Can Community Members Identify Tropical Tree Species for REDD+ Carbon and Biodiversity Measurements?

PLoS One. 2016 Nov 4;11(11):e0152061. doi: 10.1371/journal.pone.0152061. eCollection 2016.

Abstract

Biodiversity conservation is a required co-benefit of REDD+. Biodiversity monitoring is therefore needed, yet in most areas it will be constrained by limitations in the available human professional and financial resources. REDD+ programs that use forest plots for biomass monitoring may be able to take advantage of the same data for detecting changes in the tree diversity, using the richness and abundance of canopy trees as a proxy for biodiversity. If local community members are already assessing the above-ground biomass in a representative network of forest vegetation plots, it may require minimal further effort to collect data on the diversity of trees.

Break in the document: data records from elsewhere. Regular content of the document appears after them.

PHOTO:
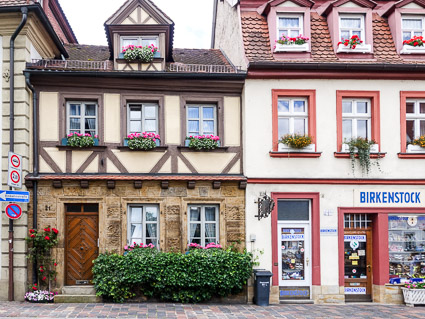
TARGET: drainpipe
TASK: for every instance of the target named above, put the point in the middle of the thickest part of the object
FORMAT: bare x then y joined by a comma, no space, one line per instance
34,165
24,11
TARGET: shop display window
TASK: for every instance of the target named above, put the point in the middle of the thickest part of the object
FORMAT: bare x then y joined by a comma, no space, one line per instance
406,243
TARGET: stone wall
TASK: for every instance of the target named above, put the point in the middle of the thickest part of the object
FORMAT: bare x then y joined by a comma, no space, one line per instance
113,211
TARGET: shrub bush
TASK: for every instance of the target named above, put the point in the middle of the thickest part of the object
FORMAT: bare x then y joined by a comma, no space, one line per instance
193,277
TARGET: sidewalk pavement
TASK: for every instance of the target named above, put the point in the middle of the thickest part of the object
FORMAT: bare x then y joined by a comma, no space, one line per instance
177,311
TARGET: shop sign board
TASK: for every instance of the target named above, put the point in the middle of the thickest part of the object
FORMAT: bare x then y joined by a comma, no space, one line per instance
14,175
389,198
328,231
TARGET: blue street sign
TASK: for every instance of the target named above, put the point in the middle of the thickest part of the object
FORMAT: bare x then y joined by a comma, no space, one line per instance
14,196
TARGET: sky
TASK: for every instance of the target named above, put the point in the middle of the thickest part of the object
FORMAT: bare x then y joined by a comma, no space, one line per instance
192,20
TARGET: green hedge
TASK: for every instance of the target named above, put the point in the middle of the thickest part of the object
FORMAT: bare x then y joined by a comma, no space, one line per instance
193,277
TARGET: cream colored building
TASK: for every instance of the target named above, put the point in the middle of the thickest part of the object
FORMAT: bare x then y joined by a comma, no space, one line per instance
336,233
36,40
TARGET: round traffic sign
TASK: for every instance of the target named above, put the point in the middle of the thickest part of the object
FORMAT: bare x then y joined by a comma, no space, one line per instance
13,211
15,177
15,161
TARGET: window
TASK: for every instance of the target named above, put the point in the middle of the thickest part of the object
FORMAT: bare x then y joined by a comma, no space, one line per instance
82,118
290,25
357,114
203,224
406,241
412,26
415,119
201,119
143,224
142,117
350,25
292,116
143,41
356,119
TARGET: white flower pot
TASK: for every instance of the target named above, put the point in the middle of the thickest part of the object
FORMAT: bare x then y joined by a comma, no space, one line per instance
413,296
291,47
374,148
287,148
408,49
363,48
415,149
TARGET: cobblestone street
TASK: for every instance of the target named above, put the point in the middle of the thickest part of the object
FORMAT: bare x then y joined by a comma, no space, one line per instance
168,310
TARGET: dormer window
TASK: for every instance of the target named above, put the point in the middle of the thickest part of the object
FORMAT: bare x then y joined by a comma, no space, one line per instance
290,25
142,40
352,34
412,26
350,25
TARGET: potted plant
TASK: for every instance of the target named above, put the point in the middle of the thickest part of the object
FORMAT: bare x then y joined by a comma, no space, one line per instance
144,54
296,143
417,145
142,141
298,43
202,142
414,293
39,252
361,147
354,44
413,45
80,140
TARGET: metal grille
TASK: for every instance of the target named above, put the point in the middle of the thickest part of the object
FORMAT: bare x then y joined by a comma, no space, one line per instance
357,221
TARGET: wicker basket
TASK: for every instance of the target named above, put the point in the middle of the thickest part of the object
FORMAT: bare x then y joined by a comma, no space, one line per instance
414,296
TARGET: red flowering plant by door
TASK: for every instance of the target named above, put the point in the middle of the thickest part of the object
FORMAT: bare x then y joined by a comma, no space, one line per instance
352,42
40,243
415,42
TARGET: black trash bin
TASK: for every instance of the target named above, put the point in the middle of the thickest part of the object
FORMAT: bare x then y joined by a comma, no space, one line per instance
262,287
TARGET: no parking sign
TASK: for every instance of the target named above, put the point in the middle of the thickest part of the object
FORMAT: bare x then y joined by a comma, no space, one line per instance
13,211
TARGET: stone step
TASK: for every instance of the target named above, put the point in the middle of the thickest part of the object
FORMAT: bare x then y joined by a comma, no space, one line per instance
77,299
78,290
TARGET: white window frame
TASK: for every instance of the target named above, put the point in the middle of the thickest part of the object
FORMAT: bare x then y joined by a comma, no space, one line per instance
412,31
139,39
290,15
416,117
200,118
292,115
350,30
203,222
143,118
354,117
144,222
82,116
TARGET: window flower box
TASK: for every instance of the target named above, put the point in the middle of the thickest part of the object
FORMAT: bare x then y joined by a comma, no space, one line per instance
202,142
142,141
291,47
413,297
286,148
80,140
287,44
345,148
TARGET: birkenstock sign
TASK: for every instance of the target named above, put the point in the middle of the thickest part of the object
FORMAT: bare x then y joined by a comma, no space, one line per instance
389,198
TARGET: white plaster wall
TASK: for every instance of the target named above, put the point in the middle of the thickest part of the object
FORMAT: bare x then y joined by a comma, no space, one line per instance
258,130
228,34
331,197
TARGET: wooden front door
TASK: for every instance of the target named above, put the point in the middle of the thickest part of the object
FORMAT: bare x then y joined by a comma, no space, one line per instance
358,265
81,242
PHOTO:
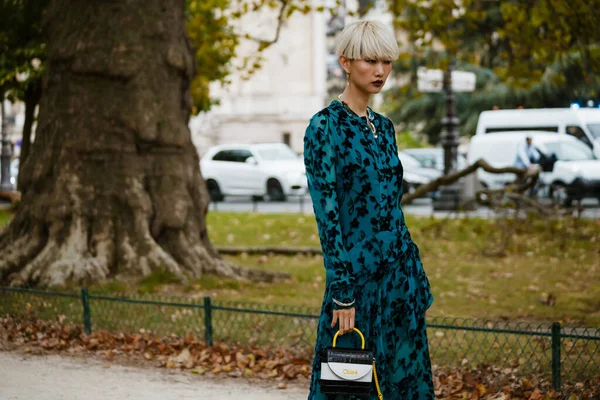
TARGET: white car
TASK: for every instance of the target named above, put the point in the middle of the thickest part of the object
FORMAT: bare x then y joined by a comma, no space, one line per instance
270,169
575,173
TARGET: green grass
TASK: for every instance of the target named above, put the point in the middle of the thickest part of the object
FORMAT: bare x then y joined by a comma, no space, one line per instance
543,258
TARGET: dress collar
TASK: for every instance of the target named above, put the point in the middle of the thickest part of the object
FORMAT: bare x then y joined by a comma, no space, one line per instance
339,104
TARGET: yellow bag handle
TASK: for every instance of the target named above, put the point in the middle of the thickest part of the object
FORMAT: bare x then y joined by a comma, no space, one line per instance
362,338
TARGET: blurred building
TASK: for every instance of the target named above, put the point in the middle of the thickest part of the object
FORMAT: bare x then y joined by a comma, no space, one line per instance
276,103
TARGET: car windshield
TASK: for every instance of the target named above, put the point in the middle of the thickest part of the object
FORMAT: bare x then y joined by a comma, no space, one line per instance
434,158
595,129
570,151
277,153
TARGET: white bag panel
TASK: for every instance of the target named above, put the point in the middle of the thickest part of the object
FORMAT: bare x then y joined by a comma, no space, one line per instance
347,372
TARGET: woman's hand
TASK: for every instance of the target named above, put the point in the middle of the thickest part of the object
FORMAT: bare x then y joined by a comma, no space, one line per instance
346,319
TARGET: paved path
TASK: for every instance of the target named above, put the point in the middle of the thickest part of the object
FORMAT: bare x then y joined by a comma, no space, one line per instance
24,377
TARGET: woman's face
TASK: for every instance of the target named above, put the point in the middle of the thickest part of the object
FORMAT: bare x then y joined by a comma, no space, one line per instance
367,75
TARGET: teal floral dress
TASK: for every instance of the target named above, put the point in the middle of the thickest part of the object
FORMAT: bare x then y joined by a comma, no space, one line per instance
355,181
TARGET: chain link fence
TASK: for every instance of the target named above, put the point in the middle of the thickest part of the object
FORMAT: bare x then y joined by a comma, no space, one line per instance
564,354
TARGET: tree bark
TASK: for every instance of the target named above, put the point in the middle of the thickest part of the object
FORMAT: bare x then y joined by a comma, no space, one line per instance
113,187
33,93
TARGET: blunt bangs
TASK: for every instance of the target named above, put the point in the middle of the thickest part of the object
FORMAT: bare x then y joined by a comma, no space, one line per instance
368,40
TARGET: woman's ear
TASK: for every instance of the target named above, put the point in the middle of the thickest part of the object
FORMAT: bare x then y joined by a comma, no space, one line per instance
345,63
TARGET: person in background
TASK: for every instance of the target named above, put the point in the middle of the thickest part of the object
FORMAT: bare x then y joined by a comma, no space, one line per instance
527,154
527,157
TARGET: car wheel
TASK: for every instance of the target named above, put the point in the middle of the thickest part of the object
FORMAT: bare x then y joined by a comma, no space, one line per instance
214,191
275,191
559,195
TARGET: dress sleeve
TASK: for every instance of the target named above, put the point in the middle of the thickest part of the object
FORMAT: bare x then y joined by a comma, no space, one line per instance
319,159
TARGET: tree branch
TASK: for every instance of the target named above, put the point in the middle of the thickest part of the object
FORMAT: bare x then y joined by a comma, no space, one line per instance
263,43
531,177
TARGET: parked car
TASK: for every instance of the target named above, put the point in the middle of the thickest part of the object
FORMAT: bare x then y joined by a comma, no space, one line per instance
574,174
581,123
269,169
433,157
414,174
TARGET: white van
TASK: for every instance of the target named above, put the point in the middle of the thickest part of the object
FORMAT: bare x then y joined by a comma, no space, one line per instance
582,123
575,174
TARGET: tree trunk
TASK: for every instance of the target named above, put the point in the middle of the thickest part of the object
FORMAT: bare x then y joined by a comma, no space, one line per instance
33,92
113,184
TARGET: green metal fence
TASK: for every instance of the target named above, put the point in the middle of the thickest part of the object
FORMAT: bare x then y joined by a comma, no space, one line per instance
564,354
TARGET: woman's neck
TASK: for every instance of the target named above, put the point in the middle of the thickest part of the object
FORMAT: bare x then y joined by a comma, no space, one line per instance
356,100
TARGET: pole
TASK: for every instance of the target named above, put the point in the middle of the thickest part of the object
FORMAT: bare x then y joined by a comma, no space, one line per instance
208,321
449,196
5,153
87,318
556,356
450,122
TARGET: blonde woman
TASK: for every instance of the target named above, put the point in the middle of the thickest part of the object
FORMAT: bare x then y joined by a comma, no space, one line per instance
374,277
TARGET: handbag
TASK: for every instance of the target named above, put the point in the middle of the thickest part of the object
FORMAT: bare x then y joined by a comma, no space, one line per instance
348,371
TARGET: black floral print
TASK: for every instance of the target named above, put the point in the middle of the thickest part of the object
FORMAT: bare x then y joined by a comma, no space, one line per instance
355,181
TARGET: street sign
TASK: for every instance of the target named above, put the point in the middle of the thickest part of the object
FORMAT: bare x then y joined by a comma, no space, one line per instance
432,80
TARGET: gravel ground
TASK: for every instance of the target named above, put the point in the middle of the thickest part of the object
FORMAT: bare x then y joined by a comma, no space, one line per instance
72,378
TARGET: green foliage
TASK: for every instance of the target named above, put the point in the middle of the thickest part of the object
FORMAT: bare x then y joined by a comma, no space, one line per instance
22,50
406,140
518,39
215,44
562,83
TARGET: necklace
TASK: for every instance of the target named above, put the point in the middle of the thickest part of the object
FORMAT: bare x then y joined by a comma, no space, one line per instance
368,117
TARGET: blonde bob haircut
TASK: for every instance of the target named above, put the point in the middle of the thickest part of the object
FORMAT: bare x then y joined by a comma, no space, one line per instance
368,40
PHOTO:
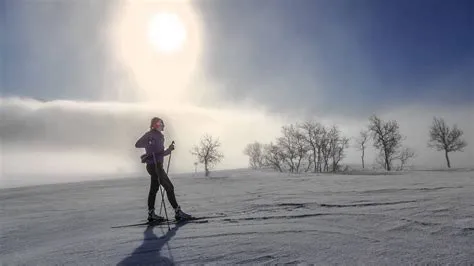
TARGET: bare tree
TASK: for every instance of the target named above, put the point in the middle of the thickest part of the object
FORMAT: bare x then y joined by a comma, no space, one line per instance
387,138
312,133
207,152
361,144
255,153
293,146
446,139
273,156
405,155
338,152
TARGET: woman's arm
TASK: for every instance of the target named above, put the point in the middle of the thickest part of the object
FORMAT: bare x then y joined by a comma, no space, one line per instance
143,141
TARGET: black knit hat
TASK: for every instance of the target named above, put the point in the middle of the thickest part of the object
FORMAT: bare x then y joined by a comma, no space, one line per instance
154,120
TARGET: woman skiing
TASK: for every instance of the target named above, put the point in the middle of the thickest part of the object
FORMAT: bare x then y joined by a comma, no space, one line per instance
153,142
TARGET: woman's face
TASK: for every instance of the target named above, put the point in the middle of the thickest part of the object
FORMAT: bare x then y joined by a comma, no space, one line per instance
159,125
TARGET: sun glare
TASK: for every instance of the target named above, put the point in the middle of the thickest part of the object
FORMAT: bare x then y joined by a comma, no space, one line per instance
166,32
159,45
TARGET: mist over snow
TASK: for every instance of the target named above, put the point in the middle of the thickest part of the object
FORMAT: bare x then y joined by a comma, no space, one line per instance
56,140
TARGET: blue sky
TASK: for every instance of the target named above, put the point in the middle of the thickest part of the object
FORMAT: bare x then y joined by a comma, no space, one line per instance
362,53
366,55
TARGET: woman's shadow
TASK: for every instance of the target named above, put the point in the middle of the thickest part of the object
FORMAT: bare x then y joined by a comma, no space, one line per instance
149,252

We compare community members and trained scientists' data on tree diversity in permanent vegetation plots in montane forest in Yunnan, China. We show that local community members here can collect tree diversity data of comparable quality to trained botanists, at one third the cost. Without access to herbaria, identification guides or the Internet, community members could provide the ethno-taxonomical names for 95% of 1071 trees in 60 vegetation plots. Moreover, we show that the community-led survey spent 89% of the expenses at village level as opposed to 23% of funds in the monitoring by botanists. In participatory REDD+ programs in areas where community members demonstrate great knowledge of forest trees, community-based collection of tree diversity data can be a cost-effective approach for obtaining tree diversity information.

MeSH terms

  • Biodiversity
  • Biomass
  • Carbon / chemistry*
  • China
  • Conservation of Natural Resources / methods
  • Ecosystem
  • Forests
  • Humans
  • Trees / classification*
  • Tropical Climate

Substances

  • Carbon

Grants and funding

This study was part of the project Impacts of Reducing Emissions from Deforestation and Forest Degradation and Enhancing Carbon Stocks (I-REDD+) funded by the European Community’s Seventh Framework Research Programme (http://www.iredd.dk/) and DANIDA research grant 13-08KU (http://ifro.ku.dk/english/research/projects/projects_development/redd/). The funders had no role in study design, data collection and analysis, decision to publish, or preparation of the manuscript.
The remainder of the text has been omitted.